Chromatin immunoprecipitation
Su(H) and V5 ChIP were performed largely as described previously [4,51], using 2.5 µg goat Su(H) antibody (Santa Cruz Biotechnology, no longer available) and 1-2 µg V5 antibody (Invitrogen R960-25). Briefly, cells were cross-linked with 1% formaldehyde (Sigma F8775) in PBS for 10 minutes at 25°C. After lysis, chromatin was diluted 2-fold for sonication and then a further 5-fold for pre-clearing with goat or mouse IgG and 40 µL protein G or protein A/G PLUS-Agarose (Santa Cruz Biotechnology sc-2002 and sc-2003) for Su(H) and V5 ChIP respectively. Immunoprecipitation was performed with 40 µL of the same beads at 4°C overnight, followed by washes, elution by vortexing, de-crosslinking with 0.3 M NaCl, 0.1 mg/mL RNase A and 0.1 mg/mL proteinase K treatment. DNA was purified with the QIAquick PCR purification kit (Qiagen) and eluted in 100 µL water for analysis with qPCR.
CATCH-IT
Schneider’s Drosophila medium without methionine (PAN Biotech), supplemented with 5% FBS and 1x Antibiotic-Antimycotic was added to cells for 1 hour, followed by adding either 4 mM azidohomoalanine (Aha; AnaSpec AS-63669) or 4 mM methionine (Sigma) as a control for 4 hours. To activate Notch, pMT-NICD cells were induced with 5 mM CuSO4 for 1 hour before the medium was substituted for methionine-free medium, also containing 5 mM CuSO4, so that cells were incubated with CuSO4 for a total of 6 hours.

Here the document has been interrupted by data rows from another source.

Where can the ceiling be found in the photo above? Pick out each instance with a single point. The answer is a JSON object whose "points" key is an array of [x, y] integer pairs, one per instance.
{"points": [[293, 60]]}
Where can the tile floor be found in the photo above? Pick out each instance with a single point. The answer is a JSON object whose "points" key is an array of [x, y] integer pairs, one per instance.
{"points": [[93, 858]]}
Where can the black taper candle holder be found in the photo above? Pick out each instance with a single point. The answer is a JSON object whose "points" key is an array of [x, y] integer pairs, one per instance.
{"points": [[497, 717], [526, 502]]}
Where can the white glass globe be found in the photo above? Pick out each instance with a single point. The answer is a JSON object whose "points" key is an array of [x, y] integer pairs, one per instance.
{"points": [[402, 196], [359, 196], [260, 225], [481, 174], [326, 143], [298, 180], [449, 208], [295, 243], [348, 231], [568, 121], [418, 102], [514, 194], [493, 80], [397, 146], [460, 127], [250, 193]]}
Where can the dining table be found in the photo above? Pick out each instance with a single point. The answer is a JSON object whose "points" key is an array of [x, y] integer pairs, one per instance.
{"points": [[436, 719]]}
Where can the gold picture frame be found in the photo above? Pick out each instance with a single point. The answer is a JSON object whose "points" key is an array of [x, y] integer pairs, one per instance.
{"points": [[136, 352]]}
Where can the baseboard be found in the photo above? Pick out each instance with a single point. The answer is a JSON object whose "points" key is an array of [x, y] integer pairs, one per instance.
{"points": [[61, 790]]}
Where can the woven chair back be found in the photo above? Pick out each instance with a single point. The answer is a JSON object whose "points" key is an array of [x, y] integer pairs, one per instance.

CATCH-IT was performed as previously described [40], except where stated otherwise. Briefly, cells were harvested and nuclei were extracted with 30 µL of 10% NP-40. Nuclei were resuspended in 180 µL of HB125 buffer, and the following were added: 5 µL of 2 nM biotin-alkyne (Invitrogen B10185), 10 µL of 100mM THPTA (Sigma 762342) premixed with 2 µL of 100 mM copper sulfate (Jena Bioscience CLK-M1004), and 6 µL of freshly-prepared 500 mM sodium ascorbate (Jena Bioscience CLK-M1005). Cycloaddition reaction was performed for 30 minutes at room temperature on a rotor. Reaction with MNase (Sigma N3755) was performed at 37°C for 3 minutes. After capture with Dynabeads M-280 Streptavidin (Invitrogen 11205) as described, captured chromatin and input chromatin samples were treated with 0.25 mg/mL RNase A (Roche) and 0.25 mg/mL proteinase K (ThermoFisher). DNA was purified with the QIAquick PCR purification kit (Qiagen) and analyzed by qPCR.
qPCR
All qPCR was performed using LightCycler 480 SYBR Green I Mastermix (Roche 04707516001) as described previously [8]. For reverse transcription experiments, relative amounts of the genes of interest were normalized to the control gene RpL32. For ChIP, immunoprecipitated samples were normalized to input samples. For CATCH-IT, pulldown samples were normalized to input samples and methionine controls were subtracted. All primers used are shown in Table 2.
Author Contributions
SJB and ZP conceived the project, SJB supervised the work, ZP performed the experiments and analyzed the data, ZP and SJB wrote the manuscript.
Conflict of Interest
The authors declare no conflicts of interest.
Acknowledgements
We thank Jin Li, Damiano Porcelli and members of the Bray Lab for technical advice and helpful discussions. This work was supported by a Programme Grant from the Medical Research Council to SJB (MR/L007177/1) and by a studentship from BBSRC for ZP (1502069).